The nasal avian schistosome Trichobilharzia regenti spends part of its intravertebrate period of life within the central nervous system. Migration of the parasites can be accompanied by neuromotor disorders or paralysis in natural definitive hosts (ducks) and even in laboratory mammals. Cercariae are also able to penetrate human skin and induce cercarial dermatitis. While the cellular and antibody responses against cercariae and migrating schistosomula have been investigated in mice, little is known about immune reactions in birds. This study first describes the dynamics of antibody response in infected ducks and identifies frequently recognized antigens that may serve as diagnostic markers of infection by T. regenti.
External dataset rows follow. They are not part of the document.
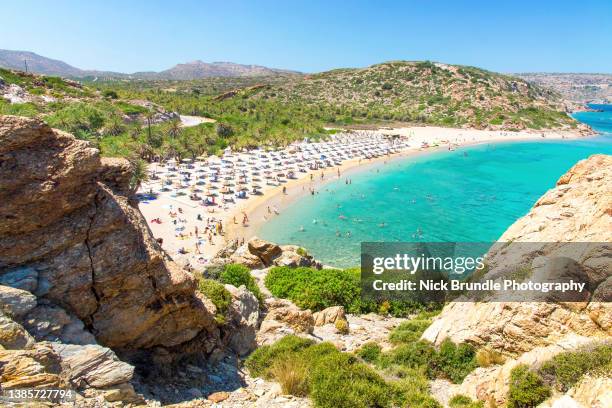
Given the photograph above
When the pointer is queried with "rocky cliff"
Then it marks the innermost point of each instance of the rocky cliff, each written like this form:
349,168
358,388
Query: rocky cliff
80,272
567,232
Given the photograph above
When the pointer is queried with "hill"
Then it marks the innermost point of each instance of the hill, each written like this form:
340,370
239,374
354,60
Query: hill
188,71
580,88
421,92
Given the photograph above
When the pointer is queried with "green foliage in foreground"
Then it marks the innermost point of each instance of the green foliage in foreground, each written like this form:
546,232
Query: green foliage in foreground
461,401
314,289
333,379
565,370
526,388
238,275
217,293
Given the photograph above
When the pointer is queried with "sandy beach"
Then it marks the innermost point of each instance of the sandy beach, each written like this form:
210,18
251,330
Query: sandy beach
272,200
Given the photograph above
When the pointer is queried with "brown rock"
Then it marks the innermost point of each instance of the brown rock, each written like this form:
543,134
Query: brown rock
264,250
13,336
67,215
286,312
217,397
329,315
539,241
242,256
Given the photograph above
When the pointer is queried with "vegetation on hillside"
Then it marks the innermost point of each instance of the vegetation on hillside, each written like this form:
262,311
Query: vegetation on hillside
315,289
277,110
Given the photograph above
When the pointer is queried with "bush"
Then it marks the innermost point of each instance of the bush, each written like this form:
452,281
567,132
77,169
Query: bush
262,359
109,93
412,388
369,352
526,388
239,275
314,289
292,375
340,381
411,355
453,361
341,326
217,293
486,357
566,369
331,378
462,401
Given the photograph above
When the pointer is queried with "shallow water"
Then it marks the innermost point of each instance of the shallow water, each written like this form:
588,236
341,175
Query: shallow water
471,194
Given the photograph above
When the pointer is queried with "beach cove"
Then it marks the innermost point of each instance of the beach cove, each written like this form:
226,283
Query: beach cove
244,218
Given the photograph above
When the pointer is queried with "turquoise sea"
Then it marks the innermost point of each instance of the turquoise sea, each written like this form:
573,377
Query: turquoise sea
471,194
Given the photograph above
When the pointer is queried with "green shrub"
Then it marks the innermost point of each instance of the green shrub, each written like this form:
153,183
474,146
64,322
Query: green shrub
462,401
314,289
409,331
486,357
369,352
217,293
411,388
452,361
342,326
411,355
566,369
262,359
239,275
526,388
340,381
331,378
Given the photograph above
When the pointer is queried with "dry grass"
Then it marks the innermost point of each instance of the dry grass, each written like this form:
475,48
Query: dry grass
485,357
292,375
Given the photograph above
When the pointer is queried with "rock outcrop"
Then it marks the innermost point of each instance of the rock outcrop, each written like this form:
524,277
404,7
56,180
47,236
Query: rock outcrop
81,275
259,253
567,232
70,235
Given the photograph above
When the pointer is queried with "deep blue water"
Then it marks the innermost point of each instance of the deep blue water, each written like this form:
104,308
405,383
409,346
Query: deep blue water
471,194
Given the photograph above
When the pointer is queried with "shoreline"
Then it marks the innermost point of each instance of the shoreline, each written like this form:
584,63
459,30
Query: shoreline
257,208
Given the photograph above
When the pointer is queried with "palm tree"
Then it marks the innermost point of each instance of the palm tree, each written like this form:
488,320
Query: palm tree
175,128
148,116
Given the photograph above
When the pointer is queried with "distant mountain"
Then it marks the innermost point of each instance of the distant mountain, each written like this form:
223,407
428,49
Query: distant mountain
191,70
575,87
200,69
424,92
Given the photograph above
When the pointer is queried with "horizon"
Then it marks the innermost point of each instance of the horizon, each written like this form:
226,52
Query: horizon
314,36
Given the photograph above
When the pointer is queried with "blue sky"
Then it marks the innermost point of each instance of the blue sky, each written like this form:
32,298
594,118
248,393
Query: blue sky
311,36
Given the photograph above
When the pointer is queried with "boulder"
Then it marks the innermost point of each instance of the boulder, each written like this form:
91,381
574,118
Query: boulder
92,365
329,315
69,221
244,257
301,321
13,336
244,317
264,250
16,302
35,368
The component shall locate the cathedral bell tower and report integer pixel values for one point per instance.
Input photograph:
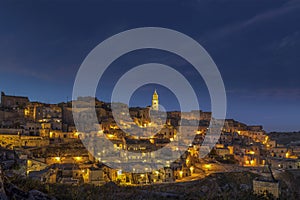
(155, 105)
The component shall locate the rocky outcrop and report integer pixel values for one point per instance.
(10, 191)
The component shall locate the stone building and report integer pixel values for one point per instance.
(13, 101)
(266, 184)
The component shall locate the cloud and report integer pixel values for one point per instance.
(266, 16)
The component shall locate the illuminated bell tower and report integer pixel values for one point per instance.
(155, 104)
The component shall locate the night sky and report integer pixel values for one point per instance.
(254, 43)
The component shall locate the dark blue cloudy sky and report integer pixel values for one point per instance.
(255, 44)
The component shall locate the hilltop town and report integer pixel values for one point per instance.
(40, 141)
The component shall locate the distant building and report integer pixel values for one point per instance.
(13, 101)
(155, 105)
(266, 184)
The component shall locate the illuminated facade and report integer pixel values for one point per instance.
(155, 105)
Groups of 35 domestic ducks and 10 mallards were exposed to different doses of T. regenti cercariae. Sera were collected at predefined time intervals and tested by ELISA for the presence of specific anti-cercarial IgY and IgM. Antigens recognized by the antibodies were identified on Western blots of cercariae and schistosomula. The applicability in immunodiagnostics was statistically evaluated by expression of specificity and sensitivity values for individual antigens.
In ELISA, the levels of anti-cercarial IgM peaked on day 15 pi. Increased production of IgY associated with the later phases of infection was observed in most individuals around 20 dpi and culminated 30 dpi. The time course of antibody response did not differ among experimental groups, variations were only observed in the levels of specific IgY which depended rather on the age of ducks at the time of infection than on the infectious dose. On Western blots, 40 cercarial and 7 schistosomular antigens were recognized by IgY from infected ducks. Among them, 4 cercarial antigens of 50, 47, 32 and 19 kDa provided the most sensitive and specific reactions.
Antigens of cercariae and schistosomula elicited distinct antibody response in ducks, which correlated positively with the age of animals at the time of infection. Several antigens originating in cercariae and fewer in schistosomula were recognized by IgY with diverse sensitivity and specificity; only a few seemed to be common to both stages. Four of them were considered as the most promising candidates for immunodiagnostics.